Je l’enlace et l’attire contre moi, sa tête vient immédiatement se poser dans mon cou et nous nous serrons l’un contre l’autre, retrouvant enfin cette proximité charnelle qui nous a apporté tant de plaisir récemment mais qui, à cet instant, nous donne surtout l’occasion de nous trouver et de nous réconforter.
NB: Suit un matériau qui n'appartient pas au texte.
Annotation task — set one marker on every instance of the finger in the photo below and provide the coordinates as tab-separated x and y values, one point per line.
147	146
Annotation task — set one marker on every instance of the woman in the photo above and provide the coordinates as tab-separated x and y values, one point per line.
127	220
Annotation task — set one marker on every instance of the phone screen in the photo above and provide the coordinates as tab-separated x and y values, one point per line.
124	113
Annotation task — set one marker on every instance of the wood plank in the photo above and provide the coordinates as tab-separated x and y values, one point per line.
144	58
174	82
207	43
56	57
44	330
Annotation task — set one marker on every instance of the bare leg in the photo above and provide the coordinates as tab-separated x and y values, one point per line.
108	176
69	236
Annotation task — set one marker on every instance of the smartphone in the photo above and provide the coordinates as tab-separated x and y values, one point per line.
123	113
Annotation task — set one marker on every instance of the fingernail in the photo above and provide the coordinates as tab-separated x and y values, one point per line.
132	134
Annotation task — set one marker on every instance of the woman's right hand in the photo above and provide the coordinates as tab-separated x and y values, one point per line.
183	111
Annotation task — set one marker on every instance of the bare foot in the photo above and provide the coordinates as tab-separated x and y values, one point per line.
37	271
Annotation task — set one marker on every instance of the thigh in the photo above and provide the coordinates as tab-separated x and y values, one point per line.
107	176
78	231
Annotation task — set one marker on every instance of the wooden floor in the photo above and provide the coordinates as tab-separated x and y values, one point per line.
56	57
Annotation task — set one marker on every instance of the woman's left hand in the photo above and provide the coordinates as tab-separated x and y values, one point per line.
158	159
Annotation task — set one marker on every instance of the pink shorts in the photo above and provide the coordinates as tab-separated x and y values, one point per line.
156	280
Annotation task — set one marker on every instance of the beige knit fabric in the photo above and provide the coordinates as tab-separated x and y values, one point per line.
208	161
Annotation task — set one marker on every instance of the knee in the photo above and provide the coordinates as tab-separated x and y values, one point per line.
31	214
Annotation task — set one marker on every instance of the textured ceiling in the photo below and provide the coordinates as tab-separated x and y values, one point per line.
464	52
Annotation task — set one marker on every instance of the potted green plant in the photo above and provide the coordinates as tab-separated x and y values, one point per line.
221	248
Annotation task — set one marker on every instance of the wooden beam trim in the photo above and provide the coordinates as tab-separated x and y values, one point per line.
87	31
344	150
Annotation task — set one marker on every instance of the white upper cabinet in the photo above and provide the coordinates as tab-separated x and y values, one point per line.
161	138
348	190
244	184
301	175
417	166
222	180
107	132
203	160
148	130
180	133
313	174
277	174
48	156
— Et si tu restais avec moi, cette nuit ? Juste pour ne pas que je sois seul, je ne veux que ça. Te sentir à mes côtés. Oublier qu’on est dans un hôtel pour nous cacher du monde et juste passer un moment à deux. Vu l’heure, le reste de la nuit sera court, mais… j’ai besoin de toi, finis-je par avouer.

— Tout ce que tu veux, beau voisin. Je reste avec plaisir.

Je l’attire sur le lit et me couche derrière elle. Je me demande si c’est une bonne idée, mais le bien que ça me fait de pouvoir la toucher et la caresser alors qu’elle se love contre mon torse est un plaisir qui m’avait trop manqué et qui me fait oublier toute peur ou tout regret que je pourrais avoir à ainsi céder à mes instincts. Je ne sais pas si c’est le fait de se retrouver avec moi, mais elle s’endort rapidement, alors que, comme un addict, je prends ma dose d’elle et cela me rend heureux.

— Je t’aime, Lyana, soufflé-je doucement à son oreille avant de m’installer confortablement pour dormir. Prouve-moi que je ne me trompe pas et que je peux te faire confiance.